I recently obtained some griffithii and nurii, which I am trying to grow emersed. I also have a small patch of tonkinensis which is in steady decline --it is the only cryptocoryne I currently grow that is not doing well.

Since many Cryptocorynes grow in flowing water, I thought that circulation might be beneficial for these more sensitive species so I cut out a pot out of my propagation tray and inserted a small rio pump.

Has anyone tried using some sort of circulation with their Cryptocorynes before? Was there any benefit to doing this? 

Carlos


----------



## Gomer (Feb 2, 2004)

I'll be trying out an ebb flow or a deep flow hydro setup.
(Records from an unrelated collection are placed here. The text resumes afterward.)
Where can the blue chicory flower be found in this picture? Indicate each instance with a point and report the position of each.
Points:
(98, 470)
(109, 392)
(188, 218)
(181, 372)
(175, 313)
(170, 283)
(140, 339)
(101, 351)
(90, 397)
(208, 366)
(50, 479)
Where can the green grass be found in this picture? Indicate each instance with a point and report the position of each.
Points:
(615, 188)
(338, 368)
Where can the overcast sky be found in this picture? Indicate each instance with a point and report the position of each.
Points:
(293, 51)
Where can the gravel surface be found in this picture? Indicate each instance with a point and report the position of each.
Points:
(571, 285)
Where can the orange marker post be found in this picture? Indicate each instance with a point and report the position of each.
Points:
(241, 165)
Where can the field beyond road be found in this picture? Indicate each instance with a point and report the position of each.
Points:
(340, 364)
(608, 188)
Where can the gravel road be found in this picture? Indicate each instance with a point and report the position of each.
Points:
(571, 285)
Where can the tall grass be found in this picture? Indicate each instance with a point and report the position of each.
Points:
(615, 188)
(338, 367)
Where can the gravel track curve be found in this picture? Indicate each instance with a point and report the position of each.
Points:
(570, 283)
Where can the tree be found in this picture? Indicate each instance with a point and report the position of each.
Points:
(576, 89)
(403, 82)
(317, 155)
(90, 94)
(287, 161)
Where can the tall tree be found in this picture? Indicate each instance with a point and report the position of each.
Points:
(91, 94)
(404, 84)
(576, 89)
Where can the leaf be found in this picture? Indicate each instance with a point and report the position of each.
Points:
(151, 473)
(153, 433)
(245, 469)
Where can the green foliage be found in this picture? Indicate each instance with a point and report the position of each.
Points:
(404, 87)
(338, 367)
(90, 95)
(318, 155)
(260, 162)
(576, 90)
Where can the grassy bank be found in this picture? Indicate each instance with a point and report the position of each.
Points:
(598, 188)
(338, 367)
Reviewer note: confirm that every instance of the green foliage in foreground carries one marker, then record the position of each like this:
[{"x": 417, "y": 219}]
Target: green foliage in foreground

I'll let you know for sure, but I predict significant improvements.


----------



## Phil Edwards (Jan 22, 2004)

Mine are doing just fine in stagnant water. No doubt some gentle flow would help them get nutrients to their roots, but in my setup of with no heater, no flow works ok.


----------



## Xema (Mar 24, 2004)

Phill, when a pic of your nurii, griffithii and other cripts?

I have heavy problem with sensitive cripts (like nurii, etc) beacause of enougth ligth, i cover my set up with a 80% shadow mesh, and now it grows so well. Of course i don´t have any device to get flowing.

Greetings from Spain


----------